During our initial visit, Pedro greeted me by saying, “I really don’t need another social worker who is not going to help me, so there’s no point in me talking to you.” I urged Pedro to sit down with me so I could at least introduce myself. During our visit, I validated Pedro’s feelings about having another new social worker and attempted to explain how I viewed my role at the clinic. Pedro “yessed me to death” politely, but his ambivalence and resistance were palpable. This type of exchange continued for several visits. During these visits, I tried to build a rapport with Pedro. We spoke about his family and his social and medical history. The visits were casual, and I was nonconfrontational. After each visit, I thanked Pedro for talking to me and told him that I hoped I would be able to help him if something came up. My intent during this period was to build a clinical assessment of Pedro. Pedro had a strong personality and was reluctant to show his true emotions. His presentation was consistent with machismo, and I realized that Pedro’s Latino cultural background was embedded throughout his life. Pedro was profoundly committed to his family and their well-being, he had strong views toward male and female gender roles, and religion played a very important role in Pedro’s life.

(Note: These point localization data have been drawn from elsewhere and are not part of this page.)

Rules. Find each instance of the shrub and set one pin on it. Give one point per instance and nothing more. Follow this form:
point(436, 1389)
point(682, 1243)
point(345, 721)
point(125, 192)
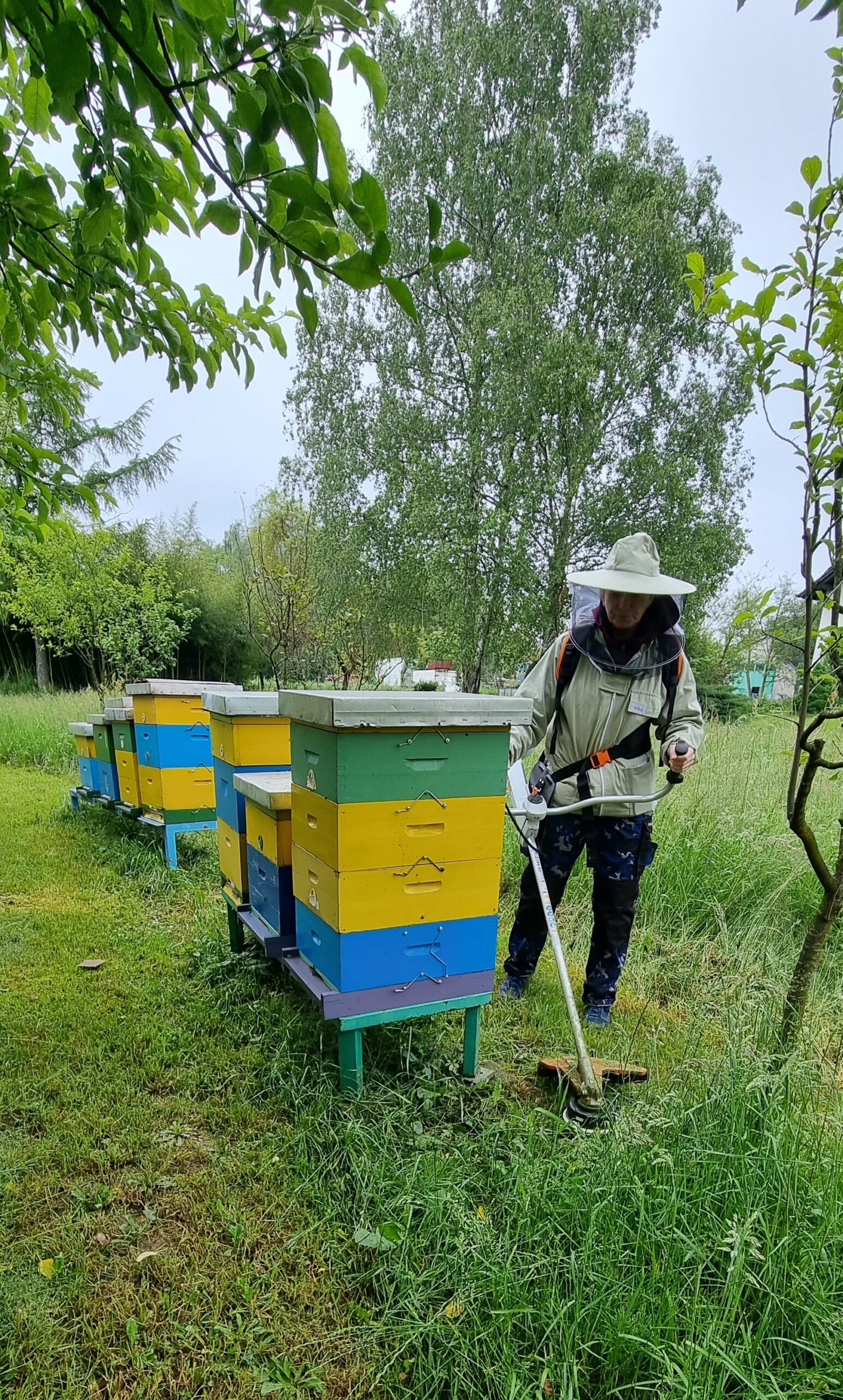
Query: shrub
point(724, 703)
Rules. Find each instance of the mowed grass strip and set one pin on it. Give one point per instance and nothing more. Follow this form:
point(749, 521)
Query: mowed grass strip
point(221, 1224)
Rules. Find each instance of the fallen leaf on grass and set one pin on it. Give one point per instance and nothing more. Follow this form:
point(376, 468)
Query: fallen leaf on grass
point(384, 1238)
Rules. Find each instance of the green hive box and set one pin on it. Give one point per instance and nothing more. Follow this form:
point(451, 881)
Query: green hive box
point(394, 746)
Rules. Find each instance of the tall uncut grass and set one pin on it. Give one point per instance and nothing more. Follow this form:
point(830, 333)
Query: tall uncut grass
point(34, 727)
point(433, 1239)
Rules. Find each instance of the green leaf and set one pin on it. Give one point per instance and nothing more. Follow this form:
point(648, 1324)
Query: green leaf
point(360, 271)
point(223, 214)
point(381, 1239)
point(201, 9)
point(96, 228)
point(381, 249)
point(298, 125)
point(310, 314)
point(764, 304)
point(435, 219)
point(401, 293)
point(368, 71)
point(811, 170)
point(452, 253)
point(66, 59)
point(333, 153)
point(368, 194)
point(37, 106)
point(306, 236)
point(317, 76)
point(296, 184)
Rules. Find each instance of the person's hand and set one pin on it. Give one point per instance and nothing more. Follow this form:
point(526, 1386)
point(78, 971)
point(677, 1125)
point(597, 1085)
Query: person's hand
point(680, 762)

One day, Pedro surprised me by greeting me and saying, “Ok, I need your help.” Pedro was having difficulty filling his prescriptions. In short, Pedro’s Medicare and ADAP had to work together, but neither Pedro nor the pharmacy could figure out how to make the process work. It became plainly obvious that despite Pedro’s ability to manage many complex issues in his life, dealing with this issue was overwhelming and almost paralyzing for him. After multiple phone calls to Medicare, ADAP, the pharmacy, etc., I was able to decipher the process that Pedro needed to follow. I realized the only way Pedro was going to be able to succeed was if I broke the problem down into manageable pieces. Ultimately, Pedro and I figured out a suitable plan that worked for him and got his prescriptions filled. While my initial task was to help Pedro come up with a plan of action, my ongoing role was to provide support and encouragement so that Pedro felt empowered to face a task that was once inapproachable.

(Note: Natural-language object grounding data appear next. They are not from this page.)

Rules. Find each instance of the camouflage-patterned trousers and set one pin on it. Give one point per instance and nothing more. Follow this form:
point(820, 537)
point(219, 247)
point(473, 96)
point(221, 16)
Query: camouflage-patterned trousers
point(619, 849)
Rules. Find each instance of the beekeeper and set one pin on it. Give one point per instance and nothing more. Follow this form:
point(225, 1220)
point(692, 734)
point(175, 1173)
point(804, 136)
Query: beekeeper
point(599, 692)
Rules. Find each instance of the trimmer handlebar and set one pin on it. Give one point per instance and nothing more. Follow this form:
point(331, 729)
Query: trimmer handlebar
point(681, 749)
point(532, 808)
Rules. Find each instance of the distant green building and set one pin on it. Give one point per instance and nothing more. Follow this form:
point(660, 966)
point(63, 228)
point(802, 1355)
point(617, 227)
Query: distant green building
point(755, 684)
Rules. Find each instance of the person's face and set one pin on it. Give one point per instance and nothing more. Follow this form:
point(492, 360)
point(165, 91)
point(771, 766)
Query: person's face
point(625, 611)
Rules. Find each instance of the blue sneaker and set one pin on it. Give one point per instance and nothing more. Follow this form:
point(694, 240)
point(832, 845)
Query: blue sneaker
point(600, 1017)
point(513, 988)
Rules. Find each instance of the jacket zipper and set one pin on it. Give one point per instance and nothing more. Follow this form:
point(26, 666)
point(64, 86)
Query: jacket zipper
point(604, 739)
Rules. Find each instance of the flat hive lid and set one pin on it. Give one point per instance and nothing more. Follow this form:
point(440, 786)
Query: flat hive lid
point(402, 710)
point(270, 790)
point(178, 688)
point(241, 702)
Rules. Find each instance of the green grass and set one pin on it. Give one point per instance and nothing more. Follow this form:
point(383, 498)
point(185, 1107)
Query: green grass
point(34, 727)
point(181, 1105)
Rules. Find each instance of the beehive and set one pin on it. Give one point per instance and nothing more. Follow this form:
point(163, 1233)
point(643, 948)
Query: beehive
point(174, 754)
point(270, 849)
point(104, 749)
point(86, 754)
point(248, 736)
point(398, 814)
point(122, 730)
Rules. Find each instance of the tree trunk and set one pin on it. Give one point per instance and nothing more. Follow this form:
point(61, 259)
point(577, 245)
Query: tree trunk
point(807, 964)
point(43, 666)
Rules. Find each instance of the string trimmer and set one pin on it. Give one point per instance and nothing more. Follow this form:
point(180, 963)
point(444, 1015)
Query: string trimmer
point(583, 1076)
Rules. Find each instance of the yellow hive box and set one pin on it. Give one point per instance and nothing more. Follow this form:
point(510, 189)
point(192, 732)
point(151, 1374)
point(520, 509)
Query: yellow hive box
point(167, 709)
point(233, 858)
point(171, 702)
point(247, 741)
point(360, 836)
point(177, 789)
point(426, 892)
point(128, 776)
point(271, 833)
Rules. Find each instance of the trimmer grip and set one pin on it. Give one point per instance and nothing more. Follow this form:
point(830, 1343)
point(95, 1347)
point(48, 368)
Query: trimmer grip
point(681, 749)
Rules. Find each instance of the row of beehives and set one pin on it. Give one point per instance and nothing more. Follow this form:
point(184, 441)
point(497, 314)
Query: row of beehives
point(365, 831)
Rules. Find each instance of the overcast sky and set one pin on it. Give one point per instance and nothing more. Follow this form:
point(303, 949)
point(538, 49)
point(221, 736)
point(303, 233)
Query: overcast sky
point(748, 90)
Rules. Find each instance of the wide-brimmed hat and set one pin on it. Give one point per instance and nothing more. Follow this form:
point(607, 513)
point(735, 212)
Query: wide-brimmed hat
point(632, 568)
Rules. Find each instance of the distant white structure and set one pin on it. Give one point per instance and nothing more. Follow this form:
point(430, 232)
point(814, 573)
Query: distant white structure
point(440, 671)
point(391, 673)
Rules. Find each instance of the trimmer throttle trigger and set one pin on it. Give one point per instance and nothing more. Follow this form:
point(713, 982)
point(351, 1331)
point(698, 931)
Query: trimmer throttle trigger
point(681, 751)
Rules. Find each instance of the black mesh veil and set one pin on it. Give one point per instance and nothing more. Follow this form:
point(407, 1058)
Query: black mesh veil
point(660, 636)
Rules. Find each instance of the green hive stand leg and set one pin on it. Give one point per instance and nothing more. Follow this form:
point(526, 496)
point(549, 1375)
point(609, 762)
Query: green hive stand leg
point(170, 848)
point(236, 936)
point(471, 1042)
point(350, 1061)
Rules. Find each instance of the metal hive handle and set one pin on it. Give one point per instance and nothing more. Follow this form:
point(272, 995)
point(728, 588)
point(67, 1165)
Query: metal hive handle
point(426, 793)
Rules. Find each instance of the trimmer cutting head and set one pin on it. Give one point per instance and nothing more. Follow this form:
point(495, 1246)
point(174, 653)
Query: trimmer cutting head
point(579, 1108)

Engaging Pedro around this concrete issue opened the door to our future relationship. In his eyes, I was no longer “another worthless social worker,” and he was able to address more emotional issues with me, such as his feelings about his son’s death and the progression of his own HIV/AIDS and Hep C illnesses. In our future work, we spoke about Pedro’s noncompliance to his medication, and while Pedro’s behaviors around his HAART did not change, he did begin and successfully complete treatment for his Hep C.